Une vague d’appuis pour France Charbonneau, la procureure qui a eu raison de «Mom» Boucher
La juge à la retraite est revenue sur le procès où elle a obtenu la condamnation à perpétuité de «Mom» Boucher dans une entrevue avec le Bureau d’enquête
Jean-Louis Fortin et Eric Thibault
25 ans avant Frédérick Silva, qui aide présentement la police à résoudre une soixantaine de complots de meurtres, la justice québécoise a eu recours à un autre célèbre délateur. Au tournant des années 2000, Stéphane «Godasse» Gagné a permis de mettre hors d’état de nuire le chef des Nomads Maurice «Mom» Boucher au terme de deux procès spectaculaires.
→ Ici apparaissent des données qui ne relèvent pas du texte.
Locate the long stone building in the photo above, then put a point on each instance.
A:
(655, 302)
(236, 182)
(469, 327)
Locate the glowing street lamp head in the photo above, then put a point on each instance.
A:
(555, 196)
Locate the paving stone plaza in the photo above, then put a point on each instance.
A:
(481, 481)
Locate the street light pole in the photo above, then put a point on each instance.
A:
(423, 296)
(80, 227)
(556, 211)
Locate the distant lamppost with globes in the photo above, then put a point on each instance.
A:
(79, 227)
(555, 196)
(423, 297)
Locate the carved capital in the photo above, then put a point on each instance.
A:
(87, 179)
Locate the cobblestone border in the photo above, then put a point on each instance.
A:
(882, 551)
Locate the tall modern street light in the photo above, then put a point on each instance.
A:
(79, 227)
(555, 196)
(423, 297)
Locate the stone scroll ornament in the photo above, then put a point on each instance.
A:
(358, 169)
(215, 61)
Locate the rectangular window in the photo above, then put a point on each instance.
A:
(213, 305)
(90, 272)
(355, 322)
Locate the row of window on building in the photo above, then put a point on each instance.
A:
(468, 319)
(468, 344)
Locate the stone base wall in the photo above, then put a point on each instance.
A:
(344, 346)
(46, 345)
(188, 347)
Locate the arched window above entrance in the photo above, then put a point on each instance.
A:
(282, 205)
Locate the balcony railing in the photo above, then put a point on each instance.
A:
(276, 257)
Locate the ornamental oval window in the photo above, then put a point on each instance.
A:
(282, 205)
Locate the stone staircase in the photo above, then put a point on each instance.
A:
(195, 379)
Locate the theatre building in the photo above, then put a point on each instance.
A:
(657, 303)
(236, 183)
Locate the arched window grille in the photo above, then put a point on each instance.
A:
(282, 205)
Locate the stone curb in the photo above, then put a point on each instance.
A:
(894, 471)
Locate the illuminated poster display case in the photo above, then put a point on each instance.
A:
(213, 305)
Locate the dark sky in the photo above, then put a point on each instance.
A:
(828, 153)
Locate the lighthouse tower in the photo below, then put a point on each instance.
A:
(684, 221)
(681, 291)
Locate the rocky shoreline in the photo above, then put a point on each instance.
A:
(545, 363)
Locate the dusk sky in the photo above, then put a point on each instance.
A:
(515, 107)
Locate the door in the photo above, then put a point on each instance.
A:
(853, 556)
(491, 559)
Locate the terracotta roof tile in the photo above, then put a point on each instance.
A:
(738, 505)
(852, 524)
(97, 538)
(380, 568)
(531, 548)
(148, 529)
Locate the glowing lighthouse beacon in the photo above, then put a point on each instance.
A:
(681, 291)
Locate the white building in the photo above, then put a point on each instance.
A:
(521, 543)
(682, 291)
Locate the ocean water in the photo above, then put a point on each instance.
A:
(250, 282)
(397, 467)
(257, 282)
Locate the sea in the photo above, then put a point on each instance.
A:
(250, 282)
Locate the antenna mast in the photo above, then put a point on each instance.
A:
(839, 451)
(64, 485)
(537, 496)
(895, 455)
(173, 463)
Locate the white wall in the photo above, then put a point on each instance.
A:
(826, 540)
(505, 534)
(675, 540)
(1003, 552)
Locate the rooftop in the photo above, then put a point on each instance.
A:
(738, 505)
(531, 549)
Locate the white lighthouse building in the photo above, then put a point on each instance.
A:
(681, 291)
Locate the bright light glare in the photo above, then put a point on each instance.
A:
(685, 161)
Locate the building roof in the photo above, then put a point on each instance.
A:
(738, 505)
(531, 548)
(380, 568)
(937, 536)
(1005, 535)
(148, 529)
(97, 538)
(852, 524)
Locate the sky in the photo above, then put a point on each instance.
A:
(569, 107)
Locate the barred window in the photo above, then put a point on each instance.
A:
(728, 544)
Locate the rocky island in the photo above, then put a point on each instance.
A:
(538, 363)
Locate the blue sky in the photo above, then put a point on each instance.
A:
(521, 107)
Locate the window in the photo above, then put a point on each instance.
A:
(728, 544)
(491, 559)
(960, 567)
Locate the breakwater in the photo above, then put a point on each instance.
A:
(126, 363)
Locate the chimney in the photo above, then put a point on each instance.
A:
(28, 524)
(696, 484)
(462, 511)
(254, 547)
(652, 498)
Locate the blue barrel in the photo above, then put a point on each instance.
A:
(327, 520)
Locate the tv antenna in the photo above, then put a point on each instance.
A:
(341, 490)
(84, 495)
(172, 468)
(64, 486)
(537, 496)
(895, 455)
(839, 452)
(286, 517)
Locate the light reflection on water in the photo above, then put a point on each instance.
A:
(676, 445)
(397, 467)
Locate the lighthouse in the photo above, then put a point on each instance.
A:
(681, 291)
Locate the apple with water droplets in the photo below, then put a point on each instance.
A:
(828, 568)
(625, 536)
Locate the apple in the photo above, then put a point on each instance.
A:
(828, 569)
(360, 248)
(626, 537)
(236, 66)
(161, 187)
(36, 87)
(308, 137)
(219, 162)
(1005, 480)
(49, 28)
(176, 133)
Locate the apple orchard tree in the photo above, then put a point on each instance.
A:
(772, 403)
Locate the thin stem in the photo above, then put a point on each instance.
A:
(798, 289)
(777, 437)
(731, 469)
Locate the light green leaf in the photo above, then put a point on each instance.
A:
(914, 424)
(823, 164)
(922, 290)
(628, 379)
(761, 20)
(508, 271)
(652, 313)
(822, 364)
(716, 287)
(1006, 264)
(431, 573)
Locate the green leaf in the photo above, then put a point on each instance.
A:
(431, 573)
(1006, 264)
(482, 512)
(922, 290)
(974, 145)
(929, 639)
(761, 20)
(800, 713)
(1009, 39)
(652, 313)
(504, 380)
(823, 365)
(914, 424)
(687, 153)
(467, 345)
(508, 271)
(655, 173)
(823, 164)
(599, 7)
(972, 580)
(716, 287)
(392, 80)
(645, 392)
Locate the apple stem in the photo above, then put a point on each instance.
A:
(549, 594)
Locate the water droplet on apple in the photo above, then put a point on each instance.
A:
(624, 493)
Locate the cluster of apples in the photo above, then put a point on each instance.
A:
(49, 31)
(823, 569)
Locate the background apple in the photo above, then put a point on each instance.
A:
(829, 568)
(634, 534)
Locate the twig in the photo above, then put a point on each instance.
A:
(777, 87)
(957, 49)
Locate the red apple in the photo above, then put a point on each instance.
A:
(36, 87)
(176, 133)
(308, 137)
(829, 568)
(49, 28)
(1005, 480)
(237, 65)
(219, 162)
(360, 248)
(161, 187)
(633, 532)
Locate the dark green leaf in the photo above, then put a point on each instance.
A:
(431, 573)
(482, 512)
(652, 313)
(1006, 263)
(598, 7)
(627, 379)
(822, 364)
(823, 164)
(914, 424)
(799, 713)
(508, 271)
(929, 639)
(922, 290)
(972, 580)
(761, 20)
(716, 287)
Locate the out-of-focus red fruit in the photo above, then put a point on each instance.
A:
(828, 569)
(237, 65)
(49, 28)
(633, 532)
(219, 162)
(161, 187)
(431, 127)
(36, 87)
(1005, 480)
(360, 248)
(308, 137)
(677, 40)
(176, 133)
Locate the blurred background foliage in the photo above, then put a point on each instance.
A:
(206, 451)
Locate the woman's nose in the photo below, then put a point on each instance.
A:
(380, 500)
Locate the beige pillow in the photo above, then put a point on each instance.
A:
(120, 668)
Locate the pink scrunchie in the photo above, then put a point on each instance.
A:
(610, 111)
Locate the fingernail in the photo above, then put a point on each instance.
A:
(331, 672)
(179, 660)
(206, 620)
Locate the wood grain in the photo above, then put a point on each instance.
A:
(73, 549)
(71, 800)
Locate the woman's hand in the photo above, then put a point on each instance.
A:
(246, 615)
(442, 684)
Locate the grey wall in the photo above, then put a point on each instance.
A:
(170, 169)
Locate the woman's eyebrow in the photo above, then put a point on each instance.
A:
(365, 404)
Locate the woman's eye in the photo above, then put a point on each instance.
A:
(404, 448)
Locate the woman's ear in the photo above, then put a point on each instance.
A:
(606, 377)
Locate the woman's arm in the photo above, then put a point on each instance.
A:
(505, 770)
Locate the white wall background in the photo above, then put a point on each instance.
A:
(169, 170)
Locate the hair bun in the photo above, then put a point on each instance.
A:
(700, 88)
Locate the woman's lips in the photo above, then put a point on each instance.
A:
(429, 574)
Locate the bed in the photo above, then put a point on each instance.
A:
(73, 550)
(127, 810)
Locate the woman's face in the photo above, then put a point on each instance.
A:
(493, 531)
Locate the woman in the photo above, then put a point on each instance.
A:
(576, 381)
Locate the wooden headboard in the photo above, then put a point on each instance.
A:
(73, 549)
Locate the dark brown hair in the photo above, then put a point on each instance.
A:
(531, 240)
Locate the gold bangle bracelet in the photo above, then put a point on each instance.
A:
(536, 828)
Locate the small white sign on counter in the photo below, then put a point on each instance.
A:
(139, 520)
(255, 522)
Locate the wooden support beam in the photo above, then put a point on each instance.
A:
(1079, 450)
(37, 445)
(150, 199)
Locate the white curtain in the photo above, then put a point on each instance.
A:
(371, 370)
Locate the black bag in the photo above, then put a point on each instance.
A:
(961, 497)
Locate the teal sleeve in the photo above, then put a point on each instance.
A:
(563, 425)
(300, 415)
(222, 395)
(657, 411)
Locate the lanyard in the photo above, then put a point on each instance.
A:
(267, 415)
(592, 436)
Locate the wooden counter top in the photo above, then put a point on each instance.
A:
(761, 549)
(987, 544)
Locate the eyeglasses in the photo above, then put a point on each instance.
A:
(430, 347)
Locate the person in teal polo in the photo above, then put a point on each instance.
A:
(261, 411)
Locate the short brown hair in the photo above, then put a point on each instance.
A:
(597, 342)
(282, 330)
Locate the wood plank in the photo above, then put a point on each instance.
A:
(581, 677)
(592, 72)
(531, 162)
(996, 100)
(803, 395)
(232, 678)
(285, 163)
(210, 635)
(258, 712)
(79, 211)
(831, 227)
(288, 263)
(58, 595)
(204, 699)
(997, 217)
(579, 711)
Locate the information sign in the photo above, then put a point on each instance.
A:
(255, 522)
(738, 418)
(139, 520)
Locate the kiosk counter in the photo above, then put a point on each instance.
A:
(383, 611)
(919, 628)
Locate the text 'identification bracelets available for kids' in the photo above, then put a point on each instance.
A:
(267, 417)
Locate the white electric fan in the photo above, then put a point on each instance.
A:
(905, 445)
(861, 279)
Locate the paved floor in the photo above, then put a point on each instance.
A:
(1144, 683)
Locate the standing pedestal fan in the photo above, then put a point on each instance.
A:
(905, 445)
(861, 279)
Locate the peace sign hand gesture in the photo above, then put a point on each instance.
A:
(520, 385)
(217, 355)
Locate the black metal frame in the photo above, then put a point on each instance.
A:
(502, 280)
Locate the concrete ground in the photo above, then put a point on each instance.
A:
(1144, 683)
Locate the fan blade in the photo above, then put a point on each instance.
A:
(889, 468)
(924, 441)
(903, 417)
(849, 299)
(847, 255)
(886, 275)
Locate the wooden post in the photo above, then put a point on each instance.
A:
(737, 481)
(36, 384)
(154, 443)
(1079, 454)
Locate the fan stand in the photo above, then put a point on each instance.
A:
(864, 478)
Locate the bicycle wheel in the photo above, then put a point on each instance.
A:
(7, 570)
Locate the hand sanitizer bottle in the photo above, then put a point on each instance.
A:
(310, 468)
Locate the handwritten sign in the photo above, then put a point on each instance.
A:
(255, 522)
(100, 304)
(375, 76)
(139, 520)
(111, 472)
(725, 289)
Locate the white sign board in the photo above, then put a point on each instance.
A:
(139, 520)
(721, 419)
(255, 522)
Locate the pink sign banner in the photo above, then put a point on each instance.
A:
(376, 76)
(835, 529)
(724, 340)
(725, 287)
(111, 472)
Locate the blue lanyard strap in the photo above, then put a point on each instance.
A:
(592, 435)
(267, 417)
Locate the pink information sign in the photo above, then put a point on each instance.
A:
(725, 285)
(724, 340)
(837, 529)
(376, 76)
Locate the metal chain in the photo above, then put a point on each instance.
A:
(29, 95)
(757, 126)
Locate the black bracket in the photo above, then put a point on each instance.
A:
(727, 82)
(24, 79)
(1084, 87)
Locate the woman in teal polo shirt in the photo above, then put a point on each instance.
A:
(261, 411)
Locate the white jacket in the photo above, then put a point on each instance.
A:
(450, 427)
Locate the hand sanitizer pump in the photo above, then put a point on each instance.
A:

Notre Bureau d’enquête dévoile des détails inédits de cette saga dans un nouveau livre, Godasse – le vrai visage d’un tueur des Hells, en librairie dès maintenant.
Près d’un quart de siècle après avoir obtenu la condamnation pour meurtres de Maurice «Mom» Boucher, l’ex-procureure de la Couronne France Charbonneau se rappelle encore vivement la vague d’amour qu’elle a reçue des Québécois, elle qui osait s’attaquer à l’ennemi public numéro un dans la province.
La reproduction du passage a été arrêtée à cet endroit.